Buy-sell agreements protect each partner’s interest by using contractual terms to determine the value of a partner’s share. A well-written buy-sell agreement will also have trigger mechanisms that compel a partner to relinquish his or her shares. Triggers can include disability, retirement, and death. In the event of death, the deceased partner’s heirs are required to cede control to the surviving partner or partners in accordance with the terms of the buy-sell agreement.
The Problem with Death
Death is seldom an anticipated event. Sure, we all know we’re going to die at some point, but we don’t think it’s going to happen any time soon, and certainly not while we are in our prime. Still, it happens, and when it occurs in a business partnership the surviving partner may not be financially equipped to buy out the deceased partner’s heirs.
The solution to the death problem in a buy-sell agreement is to fund the agreement with life insurance.
After the partners have decided on a value for the business and a mechanism for future valuations, life insurance policies are purchased for each partner. The face value of the policies is based on the value of the business. For example, in a business worth $100,000 with two partners, each life insurance policy would be for at least $50,000. The beneficiaries of the insurance would be each partner’s heirs. In the event of the death of a partner, the buy-sell agreement is triggered and the insurance is used to buy out the deceased partner’s share.
Advantages of Funding with Life Insurance
The most notable advantage of funding a buy-sell agreement with insurance is that there is no burden on the surviving partner to liquidate assets in order to raise cash.
Since life insurance proceeds are generally paid in a very timely manner, the business and surviving partner are able to continue normal operations without the fear of having to deal with unintended partners. And in most cases, the proceeds paid to beneficiaries are free from federal income taxes, as in contrast to a direct payment by the surviving partner.
Disadvantages of Funding with Life Insurance
The single biggest disadvantage of funding a buy-sell agreement with life insurance is that sometimes there’s a difference in insurability of the partners.
Partners who are roughly the same age and in the same state of health will be subject to similar premiums; a partner that is older or in poor health may not be insurable at all or subject to a higher premium. In the event one partner is uninsurable, an alternative means of funding will have to found.
Of course, life insurance premiums become a business expense that must be met in order to keep the policies in force and the agreement funded.
Key Person Insurance
Regardless of their industry or type, all businesses have one thing in common: They rely on people to run them. While that may sound like a wildly obvious statement, consider what happens when an integral member of the team — such as an owner, partner or manager –is suddenly removed from the game. Turmoil ensues. In fact, the disruption to the smooth flow of operations increases in direct proportion to the degree of involvement of the owner, partner, or employee.
Some of the things that can go wrong when a key person is lost unexpectedly include:
- Loans or mortgages may be called.
- Dramatic loss of revenue due to lost sales.
- Customers may lose confidence and turn to competitors.
- Inadequate cash on hand to survive while recovery takes place.
These and other hardships can befall any business, from a sole proprietorship to a C-corporation with hundreds of employees.
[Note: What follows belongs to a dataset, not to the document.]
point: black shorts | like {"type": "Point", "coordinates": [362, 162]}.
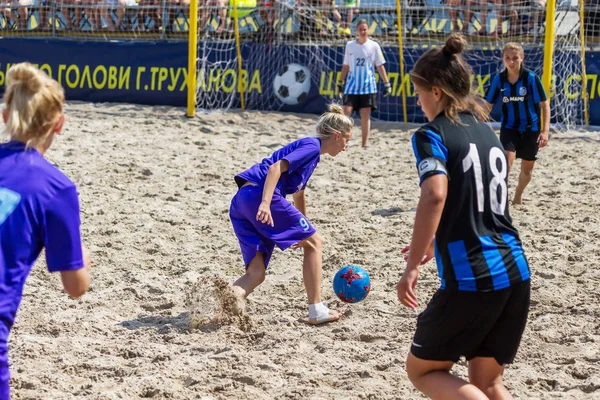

Life insurance can provide an infusion of cash in such an event that can be used to help the business navigate the uncharted waters of the loss.
Owners and Partners
In most cases, no one is more essential to the success of a business than an owner or partner. As life insurance can be used to fund a buy-sell agreement, it can also be used to provide a cushion of funds for a surviving partner.
The funds can be used to engage a consultant to assist in operations while a replacement partner is found. The funds could be used as bonus to attract a new employee that is hired to assume the duties of the lost partner.
For sole proprietors, insurance specifically earmarked for the continuing operation of a business can ensure you’re able to pass on a viable business to your heirs. The surviving family of businesses owned and managed by a single individual can quickly descend into chaos in the absence of strong leadership. While it is possible for many businesses to survive for a very short term of a couple of weeks, anything beyond that generally results in an accelerating rate of decay.
The bottom line on life insurance payable to the business when an owner or partner dies is that it provides much needed time — time to marshal resources and to implement a succession plan.
How Much Insurance is Enough?
Determining the amount of insurance you will need depends upon factors that vary from one business to another, and from one person to another.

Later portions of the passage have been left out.